Tips on taking the perfect Real Estate Pictures


If you are employed to take real estate pictures or you just like taking pictures of houses, then you need to know the best way to do that so your pictures turn out good. It may sound simple to take real estate photos, but it’s not something where you just stand in front of a house and click off a few frames. Here are some tips on taking the perfect real estate pictures:


Have the right gear

One of the first things to consider is to use the right gear. For real estate photos you need a wide angle lens (if you can afford it also a tilt shift lens), a good steady and sturdy tripod (prevents blurry photos from hand held shots), and a good flash (that tiny pop up one on your camera will not cut it).


Clean up the area around the house 

Clutter and trash or things like an overgrown lawn can take away from a house looking its best. Obviously the real estate agent you are working for wants the house they are selling to look great, so doing things like picking up trash, mowing the lawn, and sweeping the porch go a long way to making the finished photo turn out perfect.


Chose the angle of the photo

Shooting a house straight on can be rather boring. If you instead do so from an angle, it gives some character and dimension to the home. You can choose the background that is most flattering to the building and the one that gives it the best backdrop.


Pay attention to the weather

Did you know that a sunny day may seem like a great choice to take a photo of a house, but it really isn’t? The best weather to shot a house photo is on a cloudy day, as this provides even and diffused lighting and gets rid of all the unforgiving shadows that could occur.


Pay attention to timing

Weather isn’t the only factor to help make the lighting for your house photo turn out better. The key to this is to choose the right time of the day. You want your lighting to be balanced between the house’s windows and the outside natural light. For instance, even if all the lights are turned on inside, no one outside will be able to tell if it’s sunny and high noon outside. But if you wait until evening after the sun has set, the outside of the house will be correctly exposed as the inside of the house looks warm and inviting with its interior lights turned on.


Shoot photos in the RAW

When it comes to trying to balance the light inside with the light outside, another thing to remember is to use the RAW setting for images. This way the balance between lighting and white balance can be tweaked to show the house in the way you desire.


Use Both Ambient and Flash Light

If you are taking photos inside a house in the daytime, the room light could be much darker than the outside natural light. If you don’t get the setting on the camera right so you can compensate for this, you will end up with over-exposed photos due to too much white light. You must balance lighting from inside with that of the outside. This can be done in several ways. One way is using a flash off camera that isn’t attached to the camera, which means the flash is used to increase the light exposure in the room. Another way is to learn how the shutter speed affects ambient light as the ISO level affects both that and the power of your flash. Learning out to properly use these will make the difference between mediocre and great real estate photos.

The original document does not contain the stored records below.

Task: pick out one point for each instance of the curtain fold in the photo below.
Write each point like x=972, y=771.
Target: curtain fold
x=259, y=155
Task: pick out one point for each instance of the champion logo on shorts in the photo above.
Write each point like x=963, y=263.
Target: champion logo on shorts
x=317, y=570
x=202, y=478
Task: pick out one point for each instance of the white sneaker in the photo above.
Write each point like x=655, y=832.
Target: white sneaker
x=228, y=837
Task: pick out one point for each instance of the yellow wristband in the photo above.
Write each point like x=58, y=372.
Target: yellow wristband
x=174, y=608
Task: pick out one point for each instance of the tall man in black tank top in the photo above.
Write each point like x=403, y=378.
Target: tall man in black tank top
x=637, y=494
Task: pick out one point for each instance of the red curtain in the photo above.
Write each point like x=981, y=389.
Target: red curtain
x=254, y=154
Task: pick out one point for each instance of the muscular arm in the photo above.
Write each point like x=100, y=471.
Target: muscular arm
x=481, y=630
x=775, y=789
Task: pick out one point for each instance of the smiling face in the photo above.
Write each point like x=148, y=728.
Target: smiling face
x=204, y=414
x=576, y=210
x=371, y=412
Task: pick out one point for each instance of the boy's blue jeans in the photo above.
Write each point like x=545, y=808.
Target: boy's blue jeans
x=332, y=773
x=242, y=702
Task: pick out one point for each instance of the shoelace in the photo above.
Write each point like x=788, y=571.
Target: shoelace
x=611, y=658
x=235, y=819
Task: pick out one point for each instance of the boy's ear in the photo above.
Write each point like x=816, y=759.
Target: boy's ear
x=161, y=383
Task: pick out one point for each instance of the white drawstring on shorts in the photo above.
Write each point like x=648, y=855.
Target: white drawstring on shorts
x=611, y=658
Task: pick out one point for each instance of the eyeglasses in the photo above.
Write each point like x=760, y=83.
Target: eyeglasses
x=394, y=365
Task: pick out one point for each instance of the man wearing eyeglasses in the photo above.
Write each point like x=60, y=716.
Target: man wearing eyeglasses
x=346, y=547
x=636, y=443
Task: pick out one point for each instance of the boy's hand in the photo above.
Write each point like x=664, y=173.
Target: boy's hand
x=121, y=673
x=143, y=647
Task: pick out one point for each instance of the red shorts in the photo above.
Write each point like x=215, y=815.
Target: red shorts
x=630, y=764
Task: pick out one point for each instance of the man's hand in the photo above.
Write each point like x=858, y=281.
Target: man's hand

Learn the best camera settings

Speaking of ISO, it’s best to keep it at either 100 or 200, never on auto. This helps get rid of grainy or noisy photos. The key here is that you only raise the ISO if you need more power for your flash, as a higher ISO makes the flash more effective and powerful.

When it comes to aperture, put it at f/8. This is great for two main reasons: the lens is normally its sharpest and the depth of field is wide enough to ensure the whole room is in focus. The only time you should change this is if your flash needs more power. Then, open the aperture up to get more light. Remember to open it means picking a smaller f stop.


Compose your shots effectively

Make sure you have studied the area you want to photograph and know the best way to compose and set up the shot. Then, always take photos from more than one perspective so you can pick the best one once you get back to your studio. For instance, you can choose to aim the camera from one corner of a room to the other, or pick an angle that shows how one room flows into the next.

One vital thing is all vertical lines must actually be vertical. What that means is you have to aim the camera completely horizontally. If not, the results will look amateurish. Now, there are exceptions to that rule, for instance, if you are shooting a staircase, it is ok to tilt your camera upwards or downwards.

Most of the time it is advised to shoot from about chest height, or halfway in between the ceiling and a floor. But some say shoot at hip height. To be honest, you have to decide which way works for the room and its contents. For instance, if you are shooting a kitchen photo and the cupboards go from the ceiling down to the floor, shooting from the chest would work as it shows off the work surfaces. The bottom line is to make sure you don’t have too much dead and empty space when you compose the shot.

Using these tips will help improve your real estate photos.